Computer scientist Chinasa Okolo raises a complementary worry about AI governance in Africa specifically. Who decides how these systems are trained? Whose languages, whose data, whose values are encoded? These are legitimate questions, and they deserve serious institutional attention.
But for a country like South Africa – which is not competing in the AI development race and is unlikely to build frontier models – the strategic calculus points in a different direction. We are consumers of AI, not producers. Ownership still matters, but in the short run the more immediate constraint is whether our people can access and use these tools effectively.
That means cheap and fast internet access, because AI tools are useless if people cannot reach them. It means integration into education, because universities that treat AI as a threat to academic integrity rather than a tool for learning will fall behind. And, perhaps most importantly, it means making AI a government priority – both within government and beyond it.

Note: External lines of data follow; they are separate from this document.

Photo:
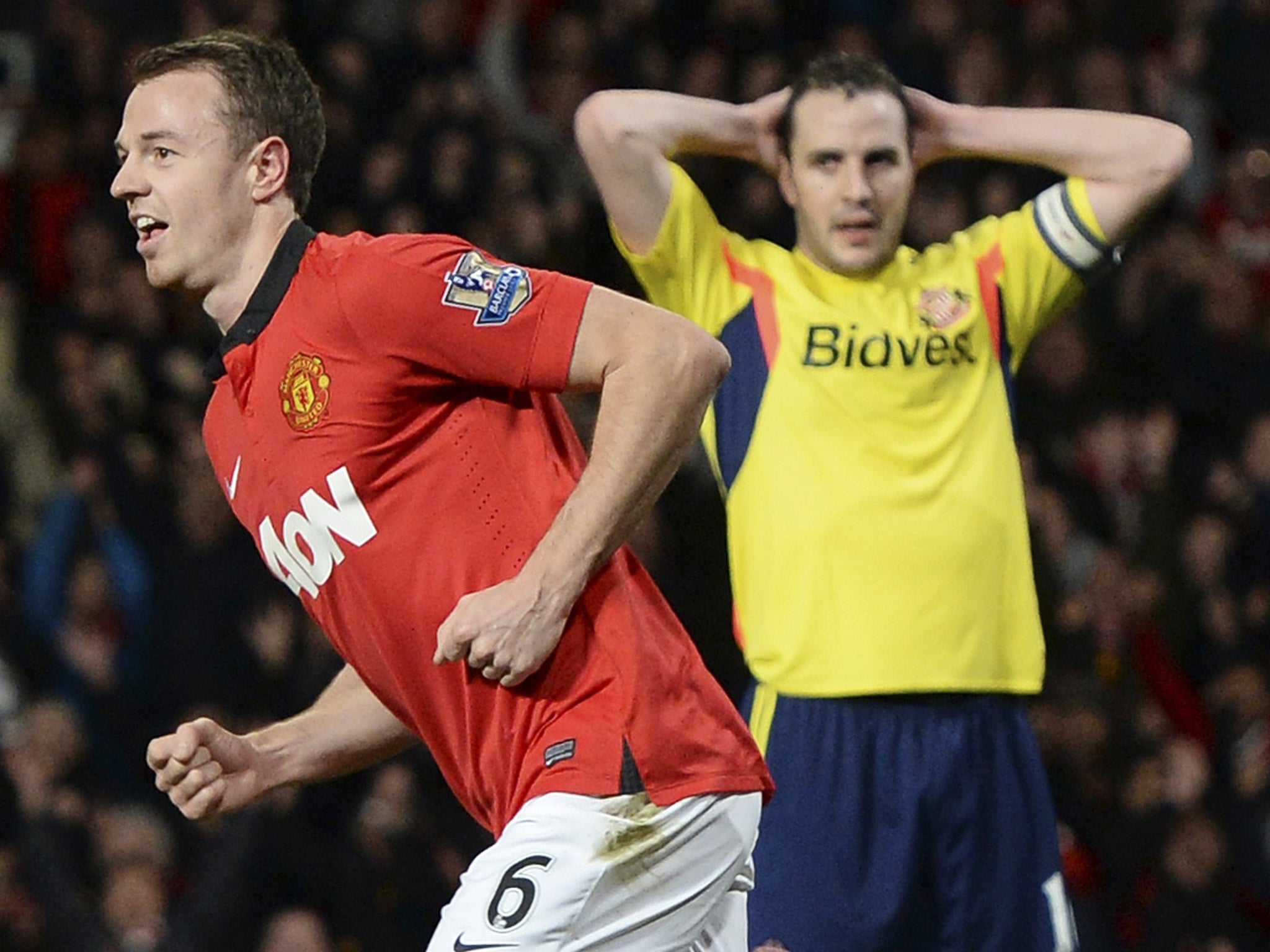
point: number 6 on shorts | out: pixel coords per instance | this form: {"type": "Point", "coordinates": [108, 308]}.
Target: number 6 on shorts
{"type": "Point", "coordinates": [515, 888]}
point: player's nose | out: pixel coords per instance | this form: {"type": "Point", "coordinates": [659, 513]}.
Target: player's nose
{"type": "Point", "coordinates": [128, 180]}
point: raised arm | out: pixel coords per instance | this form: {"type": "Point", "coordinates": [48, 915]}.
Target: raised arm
{"type": "Point", "coordinates": [657, 374]}
{"type": "Point", "coordinates": [1129, 162]}
{"type": "Point", "coordinates": [207, 771]}
{"type": "Point", "coordinates": [626, 138]}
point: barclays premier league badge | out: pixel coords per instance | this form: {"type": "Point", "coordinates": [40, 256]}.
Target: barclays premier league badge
{"type": "Point", "coordinates": [493, 291]}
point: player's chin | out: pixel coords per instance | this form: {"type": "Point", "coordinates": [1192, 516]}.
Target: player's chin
{"type": "Point", "coordinates": [853, 259]}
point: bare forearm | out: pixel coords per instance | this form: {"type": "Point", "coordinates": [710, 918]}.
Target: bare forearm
{"type": "Point", "coordinates": [1129, 162]}
{"type": "Point", "coordinates": [345, 730]}
{"type": "Point", "coordinates": [626, 138]}
{"type": "Point", "coordinates": [1094, 145]}
{"type": "Point", "coordinates": [652, 404]}
{"type": "Point", "coordinates": [667, 123]}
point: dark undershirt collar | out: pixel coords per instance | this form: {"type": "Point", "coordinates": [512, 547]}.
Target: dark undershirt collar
{"type": "Point", "coordinates": [267, 296]}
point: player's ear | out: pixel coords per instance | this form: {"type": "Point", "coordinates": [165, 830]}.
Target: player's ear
{"type": "Point", "coordinates": [269, 167]}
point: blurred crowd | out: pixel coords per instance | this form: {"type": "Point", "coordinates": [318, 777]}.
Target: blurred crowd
{"type": "Point", "coordinates": [130, 599]}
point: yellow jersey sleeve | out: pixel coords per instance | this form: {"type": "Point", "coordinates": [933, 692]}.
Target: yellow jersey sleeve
{"type": "Point", "coordinates": [687, 268]}
{"type": "Point", "coordinates": [1036, 260]}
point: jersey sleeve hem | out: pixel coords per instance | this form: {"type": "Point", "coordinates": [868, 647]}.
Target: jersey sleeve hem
{"type": "Point", "coordinates": [558, 334]}
{"type": "Point", "coordinates": [1066, 223]}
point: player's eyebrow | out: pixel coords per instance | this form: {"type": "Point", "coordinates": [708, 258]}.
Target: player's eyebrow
{"type": "Point", "coordinates": [154, 135]}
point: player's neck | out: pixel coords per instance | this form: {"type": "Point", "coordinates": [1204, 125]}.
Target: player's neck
{"type": "Point", "coordinates": [225, 301]}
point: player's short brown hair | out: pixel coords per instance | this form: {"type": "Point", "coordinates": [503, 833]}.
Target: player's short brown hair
{"type": "Point", "coordinates": [850, 73]}
{"type": "Point", "coordinates": [267, 93]}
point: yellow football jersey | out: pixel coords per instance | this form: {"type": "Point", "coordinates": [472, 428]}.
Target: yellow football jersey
{"type": "Point", "coordinates": [864, 442]}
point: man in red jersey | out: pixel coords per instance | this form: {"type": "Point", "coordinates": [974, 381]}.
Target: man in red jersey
{"type": "Point", "coordinates": [384, 423]}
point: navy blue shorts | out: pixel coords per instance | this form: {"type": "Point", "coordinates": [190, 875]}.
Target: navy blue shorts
{"type": "Point", "coordinates": [906, 824]}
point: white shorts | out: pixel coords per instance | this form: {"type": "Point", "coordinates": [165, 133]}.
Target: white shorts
{"type": "Point", "coordinates": [575, 874]}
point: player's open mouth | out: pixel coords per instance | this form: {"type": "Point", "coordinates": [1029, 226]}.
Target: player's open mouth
{"type": "Point", "coordinates": [150, 229]}
{"type": "Point", "coordinates": [855, 231]}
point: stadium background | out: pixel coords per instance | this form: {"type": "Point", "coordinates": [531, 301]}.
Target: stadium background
{"type": "Point", "coordinates": [128, 598]}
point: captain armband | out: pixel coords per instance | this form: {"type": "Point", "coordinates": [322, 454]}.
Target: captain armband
{"type": "Point", "coordinates": [1070, 238]}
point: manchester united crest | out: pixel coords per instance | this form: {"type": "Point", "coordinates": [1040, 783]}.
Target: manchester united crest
{"type": "Point", "coordinates": [305, 392]}
{"type": "Point", "coordinates": [939, 307]}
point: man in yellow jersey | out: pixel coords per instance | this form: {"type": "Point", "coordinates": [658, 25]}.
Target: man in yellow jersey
{"type": "Point", "coordinates": [876, 508]}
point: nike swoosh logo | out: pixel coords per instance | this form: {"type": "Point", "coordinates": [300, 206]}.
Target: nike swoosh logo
{"type": "Point", "coordinates": [231, 483]}
{"type": "Point", "coordinates": [460, 946]}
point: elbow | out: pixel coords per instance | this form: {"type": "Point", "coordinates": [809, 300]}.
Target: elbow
{"type": "Point", "coordinates": [1178, 152]}
{"type": "Point", "coordinates": [597, 122]}
{"type": "Point", "coordinates": [700, 362]}
{"type": "Point", "coordinates": [1170, 155]}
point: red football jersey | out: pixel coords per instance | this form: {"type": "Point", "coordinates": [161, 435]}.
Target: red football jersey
{"type": "Point", "coordinates": [385, 427]}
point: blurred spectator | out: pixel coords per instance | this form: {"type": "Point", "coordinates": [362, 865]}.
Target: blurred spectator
{"type": "Point", "coordinates": [93, 609]}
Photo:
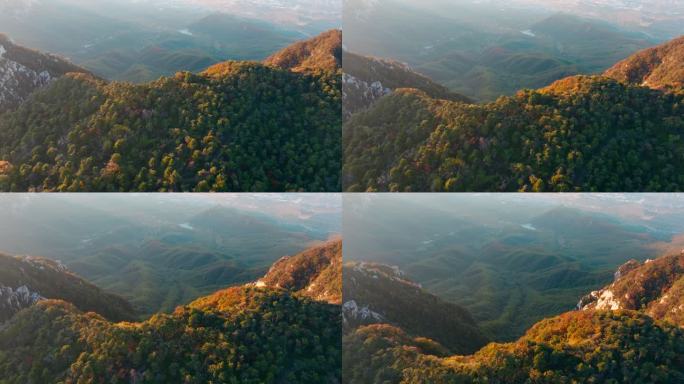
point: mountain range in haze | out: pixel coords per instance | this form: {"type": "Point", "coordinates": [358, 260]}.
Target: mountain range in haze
{"type": "Point", "coordinates": [250, 333]}
{"type": "Point", "coordinates": [627, 326]}
{"type": "Point", "coordinates": [563, 137]}
{"type": "Point", "coordinates": [140, 41]}
{"type": "Point", "coordinates": [208, 149]}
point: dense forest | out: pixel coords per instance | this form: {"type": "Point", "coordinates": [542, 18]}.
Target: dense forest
{"type": "Point", "coordinates": [583, 133]}
{"type": "Point", "coordinates": [245, 334]}
{"type": "Point", "coordinates": [608, 343]}
{"type": "Point", "coordinates": [238, 126]}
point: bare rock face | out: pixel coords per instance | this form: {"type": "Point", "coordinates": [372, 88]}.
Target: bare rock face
{"type": "Point", "coordinates": [655, 287]}
{"type": "Point", "coordinates": [658, 67]}
{"type": "Point", "coordinates": [22, 71]}
{"type": "Point", "coordinates": [315, 273]}
{"type": "Point", "coordinates": [13, 300]}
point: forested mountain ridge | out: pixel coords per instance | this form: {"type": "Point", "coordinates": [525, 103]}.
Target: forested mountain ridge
{"type": "Point", "coordinates": [23, 71]}
{"type": "Point", "coordinates": [366, 79]}
{"type": "Point", "coordinates": [241, 334]}
{"type": "Point", "coordinates": [380, 294]}
{"type": "Point", "coordinates": [658, 67]}
{"type": "Point", "coordinates": [588, 345]}
{"type": "Point", "coordinates": [655, 287]}
{"type": "Point", "coordinates": [238, 126]}
{"type": "Point", "coordinates": [583, 133]}
{"type": "Point", "coordinates": [323, 52]}
{"type": "Point", "coordinates": [315, 273]}
{"type": "Point", "coordinates": [26, 280]}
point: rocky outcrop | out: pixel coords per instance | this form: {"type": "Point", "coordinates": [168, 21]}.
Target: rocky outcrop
{"type": "Point", "coordinates": [22, 71]}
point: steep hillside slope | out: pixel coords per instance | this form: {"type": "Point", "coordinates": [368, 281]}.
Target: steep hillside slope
{"type": "Point", "coordinates": [315, 273]}
{"type": "Point", "coordinates": [323, 52]}
{"type": "Point", "coordinates": [580, 134]}
{"type": "Point", "coordinates": [588, 346]}
{"type": "Point", "coordinates": [238, 126]}
{"type": "Point", "coordinates": [367, 79]}
{"type": "Point", "coordinates": [22, 71]}
{"type": "Point", "coordinates": [655, 287]}
{"type": "Point", "coordinates": [241, 334]}
{"type": "Point", "coordinates": [377, 294]}
{"type": "Point", "coordinates": [658, 67]}
{"type": "Point", "coordinates": [25, 280]}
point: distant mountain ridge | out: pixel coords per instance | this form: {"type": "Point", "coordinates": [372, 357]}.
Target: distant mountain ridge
{"type": "Point", "coordinates": [380, 294]}
{"type": "Point", "coordinates": [608, 340]}
{"type": "Point", "coordinates": [315, 273]}
{"type": "Point", "coordinates": [23, 71]}
{"type": "Point", "coordinates": [323, 52]}
{"type": "Point", "coordinates": [239, 334]}
{"type": "Point", "coordinates": [367, 79]}
{"type": "Point", "coordinates": [655, 287]}
{"type": "Point", "coordinates": [658, 67]}
{"type": "Point", "coordinates": [189, 132]}
{"type": "Point", "coordinates": [26, 280]}
{"type": "Point", "coordinates": [569, 136]}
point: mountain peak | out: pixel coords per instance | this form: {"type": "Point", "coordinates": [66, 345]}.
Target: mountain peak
{"type": "Point", "coordinates": [659, 67]}
{"type": "Point", "coordinates": [655, 286]}
{"type": "Point", "coordinates": [323, 52]}
{"type": "Point", "coordinates": [25, 70]}
{"type": "Point", "coordinates": [315, 273]}
{"type": "Point", "coordinates": [26, 280]}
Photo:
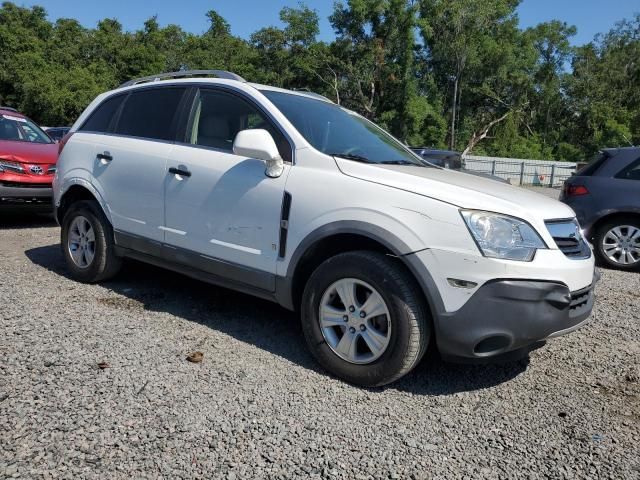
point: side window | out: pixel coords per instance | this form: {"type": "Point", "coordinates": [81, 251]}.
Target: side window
{"type": "Point", "coordinates": [151, 113]}
{"type": "Point", "coordinates": [219, 116]}
{"type": "Point", "coordinates": [101, 118]}
{"type": "Point", "coordinates": [632, 172]}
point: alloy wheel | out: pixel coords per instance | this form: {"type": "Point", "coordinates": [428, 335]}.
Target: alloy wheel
{"type": "Point", "coordinates": [81, 242]}
{"type": "Point", "coordinates": [355, 321]}
{"type": "Point", "coordinates": [621, 245]}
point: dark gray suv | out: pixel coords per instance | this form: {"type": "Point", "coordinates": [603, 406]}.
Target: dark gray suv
{"type": "Point", "coordinates": [605, 195]}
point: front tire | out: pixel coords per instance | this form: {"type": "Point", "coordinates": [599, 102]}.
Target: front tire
{"type": "Point", "coordinates": [364, 318]}
{"type": "Point", "coordinates": [88, 245]}
{"type": "Point", "coordinates": [617, 244]}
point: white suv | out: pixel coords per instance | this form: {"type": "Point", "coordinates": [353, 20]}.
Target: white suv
{"type": "Point", "coordinates": [290, 197]}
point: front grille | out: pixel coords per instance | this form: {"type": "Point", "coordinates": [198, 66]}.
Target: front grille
{"type": "Point", "coordinates": [569, 238]}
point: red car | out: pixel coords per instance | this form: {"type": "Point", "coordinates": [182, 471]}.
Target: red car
{"type": "Point", "coordinates": [27, 161]}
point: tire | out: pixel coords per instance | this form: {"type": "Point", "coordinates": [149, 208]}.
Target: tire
{"type": "Point", "coordinates": [406, 323]}
{"type": "Point", "coordinates": [104, 263]}
{"type": "Point", "coordinates": [627, 226]}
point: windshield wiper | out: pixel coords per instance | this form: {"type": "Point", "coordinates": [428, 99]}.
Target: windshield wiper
{"type": "Point", "coordinates": [351, 156]}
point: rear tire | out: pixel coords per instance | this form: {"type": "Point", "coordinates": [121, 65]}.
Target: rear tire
{"type": "Point", "coordinates": [618, 241]}
{"type": "Point", "coordinates": [400, 333]}
{"type": "Point", "coordinates": [88, 244]}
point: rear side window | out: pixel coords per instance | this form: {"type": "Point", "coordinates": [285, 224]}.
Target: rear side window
{"type": "Point", "coordinates": [632, 172]}
{"type": "Point", "coordinates": [102, 117]}
{"type": "Point", "coordinates": [151, 113]}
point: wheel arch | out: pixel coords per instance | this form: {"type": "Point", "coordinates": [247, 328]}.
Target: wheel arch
{"type": "Point", "coordinates": [77, 191]}
{"type": "Point", "coordinates": [610, 216]}
{"type": "Point", "coordinates": [344, 236]}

The United Arab Emirates appointed a Minister of Artificial Intelligence in 2017. That is nearly a decade’s head start. South Africa has rich administrative data, a capable tax authority, and a public that is already comfortable with digital payments. What we do not have is a state that uses these assets intelligently. Consider what AI could do for public services if we let it. A WhatsApp bot that reminds you when your vehicle licence is due – and lets you renew it without visiting a traffic department. A Home Affairs system that reads your supporting documents, flags errors before you join the queue, and tracks your application in real time so you stop phoning a call centre that never answers. A municipal platform that takes a photograph of a burst pipe or a pothole, logs the fault, routes it to the right department, and sends you an update when the repair is scheduled. A business licensing assistant that walks a first-time applicant through the municipal requirements, fills in the forms, tells her which documents to bring, and follows up when the approval stalls – because right now, as StatsSA’s own data confirms, fewer than 11% of informal business owners have a licence, and most of those who don’t will tell you the process defeated them before the market did. None of this requires frontier research. But it does require aligning incentives, building technical capacity inside the state, and sustaining systems once deployed.
The preacher has already figured this out. So have thousands of students, small business owners, and freelancers across the country. The costs of inaction – of falling further behind while the rest of the world integrates AI into daily economic life – are larger than the risks of adoption. The lesson, as usual, is to pay attention to what ordinary people are already doing.